# Unsere Teichchronik



## PyroMicha (10. März 2008)

Hier stellen Suse, filmemoker und ich mal unseren Koi-Teich vor.
(Wir drei sind eine Familie )

Da ich die Bilder erst noch zusammensuchen muss,
gibt es erstmal ein Video, das ich auf YouTube hochgeladen
habe.

!!! Hier das Video !!!
Mein Benutzername ist pyromicha (auf YouTube).

Wie gesagt... die Bilder kommen noch. 
Und die muss ich aus einem großen Datenhaufen raus suchen


----------



## Jogibär (10. März 2008)

*AW: Unsere Teichchronik*

Hi Micha,

na dann lass mal sehen


----------



## Jürgen-V (11. März 2008)

*AW: Unsere Teichchronik*

hi michael
schöne und große kois hast du da. 

aber hast du keinen skimmer in deinem teich angeschlossen? 

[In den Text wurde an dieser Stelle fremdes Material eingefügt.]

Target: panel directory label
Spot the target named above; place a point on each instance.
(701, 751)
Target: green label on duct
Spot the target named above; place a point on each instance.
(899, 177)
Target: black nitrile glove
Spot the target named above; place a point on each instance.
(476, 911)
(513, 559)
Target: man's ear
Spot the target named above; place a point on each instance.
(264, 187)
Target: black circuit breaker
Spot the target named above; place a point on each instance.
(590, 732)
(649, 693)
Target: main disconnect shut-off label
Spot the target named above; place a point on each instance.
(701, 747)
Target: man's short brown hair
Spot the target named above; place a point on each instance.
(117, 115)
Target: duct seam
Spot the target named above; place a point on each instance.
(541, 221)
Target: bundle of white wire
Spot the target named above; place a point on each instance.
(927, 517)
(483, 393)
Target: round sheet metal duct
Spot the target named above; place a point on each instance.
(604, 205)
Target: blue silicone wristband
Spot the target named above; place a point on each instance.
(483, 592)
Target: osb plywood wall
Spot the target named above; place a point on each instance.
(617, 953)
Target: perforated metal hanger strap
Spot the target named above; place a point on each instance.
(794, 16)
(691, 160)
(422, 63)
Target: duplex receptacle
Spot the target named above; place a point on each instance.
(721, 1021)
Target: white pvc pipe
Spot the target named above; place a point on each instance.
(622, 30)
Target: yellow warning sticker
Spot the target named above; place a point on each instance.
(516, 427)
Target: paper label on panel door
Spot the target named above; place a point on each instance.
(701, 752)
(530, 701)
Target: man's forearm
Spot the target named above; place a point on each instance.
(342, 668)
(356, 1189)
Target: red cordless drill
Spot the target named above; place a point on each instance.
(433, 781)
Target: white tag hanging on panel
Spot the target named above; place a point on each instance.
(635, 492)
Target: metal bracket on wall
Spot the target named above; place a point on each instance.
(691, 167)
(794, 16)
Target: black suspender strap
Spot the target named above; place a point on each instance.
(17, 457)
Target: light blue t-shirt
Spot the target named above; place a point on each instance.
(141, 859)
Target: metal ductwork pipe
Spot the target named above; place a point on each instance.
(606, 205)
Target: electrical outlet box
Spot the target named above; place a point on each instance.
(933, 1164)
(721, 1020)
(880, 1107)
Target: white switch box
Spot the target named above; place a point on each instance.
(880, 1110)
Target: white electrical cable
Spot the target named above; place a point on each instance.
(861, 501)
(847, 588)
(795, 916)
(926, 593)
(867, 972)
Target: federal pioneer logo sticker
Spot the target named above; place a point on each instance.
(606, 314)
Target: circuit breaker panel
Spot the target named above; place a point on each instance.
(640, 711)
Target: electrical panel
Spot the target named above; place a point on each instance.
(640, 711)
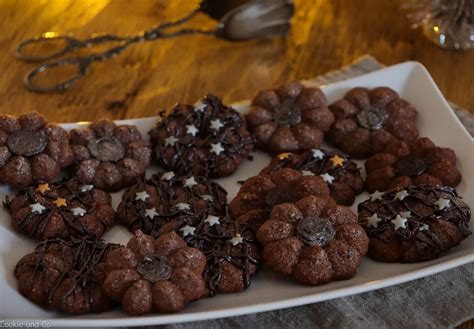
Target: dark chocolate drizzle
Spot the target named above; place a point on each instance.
(388, 208)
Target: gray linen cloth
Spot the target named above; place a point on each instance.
(442, 300)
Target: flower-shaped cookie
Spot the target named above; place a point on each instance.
(66, 275)
(61, 210)
(164, 197)
(205, 139)
(160, 275)
(417, 162)
(32, 150)
(339, 171)
(291, 118)
(109, 156)
(414, 224)
(366, 120)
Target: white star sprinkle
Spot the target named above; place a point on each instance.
(141, 196)
(167, 176)
(78, 211)
(442, 203)
(217, 148)
(37, 208)
(192, 130)
(317, 154)
(183, 206)
(200, 106)
(237, 239)
(216, 124)
(170, 141)
(376, 196)
(151, 213)
(373, 221)
(190, 182)
(399, 222)
(401, 195)
(405, 214)
(86, 188)
(207, 197)
(212, 220)
(327, 178)
(187, 230)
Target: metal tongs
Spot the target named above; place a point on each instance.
(254, 19)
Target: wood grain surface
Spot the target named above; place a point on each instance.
(151, 77)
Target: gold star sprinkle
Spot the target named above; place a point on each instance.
(43, 188)
(60, 202)
(337, 160)
(283, 156)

das ist bei unseren koi-teichen wichtig. 

gruß
jürgen


----------



## PyroMicha (11. März 2008)

*AW: Unsere Teichchronik*

Skimmer nehmen wir über "Winter" immer raus.
Dann haben die Koi etwas mehr Ruhe.
Naja... so richtig "Winterschlaf" war eh nicht angesagt .


----------



## PyroMicha (11. März 2008)

*AW: Unsere Teichchronik*

So denn werde ich mich jetzt mal über unsere "Geschichte" her machen.

Es war einmal...

...das Suse (alias Susi), filmemoker (alias Udo) und Michael_K (alias Michael) umgezogen sind. 
Auf dem Grundstück des neuen Heim fand sich, aufgrund dessen, das der Vorbesitzer verstorben ist, 
ein mehr oder weniger intaktes "Schlammbiotop":

Foto 

Das "war" mal ein Bachlauf:

Foto 

Als dann ging es daran, das "Schlammloch zu entrümpeln.
Ein Geruchserlebnis der besonderen Art.

Foto 

Foto 
Dieser Geruch... 


Nebenher ging es ans abstecken der neuen Teichfläche:
Foto 

Und was wir an Steinen da raus geholt haben. Ich dachte, wir wären im Steinbruch.

So denn ging es ans graben. Nach einem Tag hatten wir die Teichkontur soweit fertig, das wir uns gedanken um die Teichfolie machen konnten.

Foto 

Dann kam die Teichfolie an die Reihe. Eine 1,5mm PVC-Folie im ganzen verlegt.
Größe ca. 8m breit und länge kann ich nicht mehr sagen  .

Nach dem wir die Folie reingewuchtet hatten, 
kamen die ersten Steine und auch gleich das Wasser hinterher:

Foto 

Und das Wasser steigt und steigt und steigt...

Foto 

Wie der Teich dann zur gänze gefüllt war, wurde der überstehende Rand zugeschnitten und Erde angehäuft. 
Die Erde wurde dann nach und nach mit Steinen abgedeckt:

Foto 

So sah der Teich dann eine ganze Zeit lang aus:

Foto 

Udo (filmemoker) mit dem Kescher auf Blätterjagd:

Foto 

Eins war da schon sicher... ein Bachlauf sollte noch her aber...
der Winter wurde richtig knackig kalt und vor allem... WEISS... SCHNEE...
OH MEIN GOTT... 

Foto 

Im Sommer des darauf folgenden Jahres, 
ging es dann endlich mit dem Bachlauf los.

Und als erstes wurde überlegt, WIE der Bachlauf gestaltet werden sollte.

Foto 

Dann ging es auch schon los:

Sand aufschütten:

Foto 

Das spätere "Bett" wurde ausgehoben:

Foto 

Und dann hies es schon... Folie marsch:

Foto 

Foto 

Dann kamen noch die Steine rein und fertig war der Bachlauf.
Die Filteranlage steht, auch jetzt noch, unter einer provisorischen Holzkiste,
bis uns einfällt, wie wir die Filteranlage vernünftig verkleiden können.

Foto 

Das ist also unsere kurze kleine Geschichte.
Ich könnta auch noch weiter ausschweifen, muss
aber nicht sein. Sonst Tipp ich mich noch zu tode.
Der rest kommt dann noch hinterher.

Ach ja... wer Rechtschreibfehler findet, darf sie behalten *grins*.


----------